California, New Jersey, and New York are not in much better shape than Greece,
and will undoubtedly be beating a path to Capital Hill to panhandle Congress on
behalf of their debt-laden state coffers. Taxpayers will be hit up yet again to
bail out those who have no logical grasp of reality or comprehension of simple
laws of economics who have sought to create dependency on the government at the
expense of those who really produce.
One
of the most pathetic aspects of this mess is the fact that even the United
State of America is rapidly approaching that same break-point. The Social
Democrats in the European countries most in trouble have not only spent their
nations to the brink of bankruptcy, but their promises for entitlements and
continued wealth redistribution ensure financial instability and sovereign
insolvency at some point in the future.
Our
Social Democrats in Washington have proven as adept at illogical financial
excess and fuzzy math as their European counterparts. Not surprisingly, since
they took control of Congress in 2006, the nation has lurched into a left wing
nose-dive. If not corrected by a more reasoned and logical congress in
November, the U.S. will be facing the same prospects as Greece, yet with much
more catastrophic consequences. A report issued in March by the Congressional
Budget Office indicates that Obama’s 2011 budget will generate nearly $10
trillion in cumulative budget deficits over the next 10 years, $1.2 trillion
more than the administration projected!
Over
a third of Greeks work for their government, a figure not that far out of the
realm of possibility for the U.S. The “stimulus” from last year has proven to
be stimulative only to government growth. And like their Greek counterparts,
American civil servants are the most represented segment of the workforce
organized into unions. And as economic historian John Steele Gordon points out,
“Federal workers now earn, in wages and benefits, about twice what their
private-sector equivalents get paid. Government workers often have Cadillac
health plans and retirement benefits far above the private sector average: 80
percent of public-sector workers have pension benefits, only 50 percent in the
private sector.
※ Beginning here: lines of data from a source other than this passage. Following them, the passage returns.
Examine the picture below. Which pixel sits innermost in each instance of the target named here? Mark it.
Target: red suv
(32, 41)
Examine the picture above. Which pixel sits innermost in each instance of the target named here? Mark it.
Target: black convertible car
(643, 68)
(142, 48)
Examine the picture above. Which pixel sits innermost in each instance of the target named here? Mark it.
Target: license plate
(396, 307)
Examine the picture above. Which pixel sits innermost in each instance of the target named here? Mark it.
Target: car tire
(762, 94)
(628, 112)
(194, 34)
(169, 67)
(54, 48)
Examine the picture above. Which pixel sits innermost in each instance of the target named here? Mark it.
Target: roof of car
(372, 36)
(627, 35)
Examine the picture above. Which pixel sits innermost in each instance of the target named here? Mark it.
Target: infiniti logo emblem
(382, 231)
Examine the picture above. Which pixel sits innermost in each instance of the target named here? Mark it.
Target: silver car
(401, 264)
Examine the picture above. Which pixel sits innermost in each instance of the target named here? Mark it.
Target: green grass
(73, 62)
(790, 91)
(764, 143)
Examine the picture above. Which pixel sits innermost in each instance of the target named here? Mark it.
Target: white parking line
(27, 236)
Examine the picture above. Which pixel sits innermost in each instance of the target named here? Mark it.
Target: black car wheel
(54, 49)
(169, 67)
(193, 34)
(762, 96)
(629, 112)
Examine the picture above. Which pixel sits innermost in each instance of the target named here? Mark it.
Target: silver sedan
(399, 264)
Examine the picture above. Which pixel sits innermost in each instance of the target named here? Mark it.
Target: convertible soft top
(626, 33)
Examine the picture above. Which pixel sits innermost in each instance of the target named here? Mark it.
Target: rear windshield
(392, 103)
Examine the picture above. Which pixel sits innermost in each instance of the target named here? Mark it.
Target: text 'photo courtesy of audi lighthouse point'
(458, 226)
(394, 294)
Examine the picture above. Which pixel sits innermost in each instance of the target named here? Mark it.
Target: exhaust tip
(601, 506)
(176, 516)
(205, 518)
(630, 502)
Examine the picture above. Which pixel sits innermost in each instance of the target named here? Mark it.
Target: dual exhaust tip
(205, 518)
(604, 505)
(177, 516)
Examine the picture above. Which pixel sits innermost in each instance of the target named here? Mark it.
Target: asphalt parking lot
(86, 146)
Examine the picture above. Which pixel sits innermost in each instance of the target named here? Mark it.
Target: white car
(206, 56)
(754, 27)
Many can retire at age 50.” While private employers were
shedding jobs during the recession, state and local governments hired 110,000
new workers.
Mona
Charen, in a Wall Street Journal column noted last week, “And in a corrupt
feedback loop that may not be so very different after all from the Greek
practice, public employee unions give generously to Democratic candidates, both
in cash contributions and by manning phone banks, getting out the vote, and so
on. It's no coincidence that the states with the most powerful public sector
unions -- New Jersey, California, and New York -- are facing the most severe
budget crises.”
The
nations’ politicians have got to get a grasp of reality, shake off the
imprudent and fallacious Keynesian notion of a nation spending itself out of a
recession. And unlike the
anti-government demonstrators in Greece, who are employees of the state and are
fighting for continued excess, American Tea Party demonstrators are speaking
out in opposition to the kind of spending that is giving new meaning to “Greek
ruins,” in hopes of staving off the same fate in our country. The Social
Democrats in our Congress, of both parties, must be removed from office and
replaced with people who know how to balance a checkbook.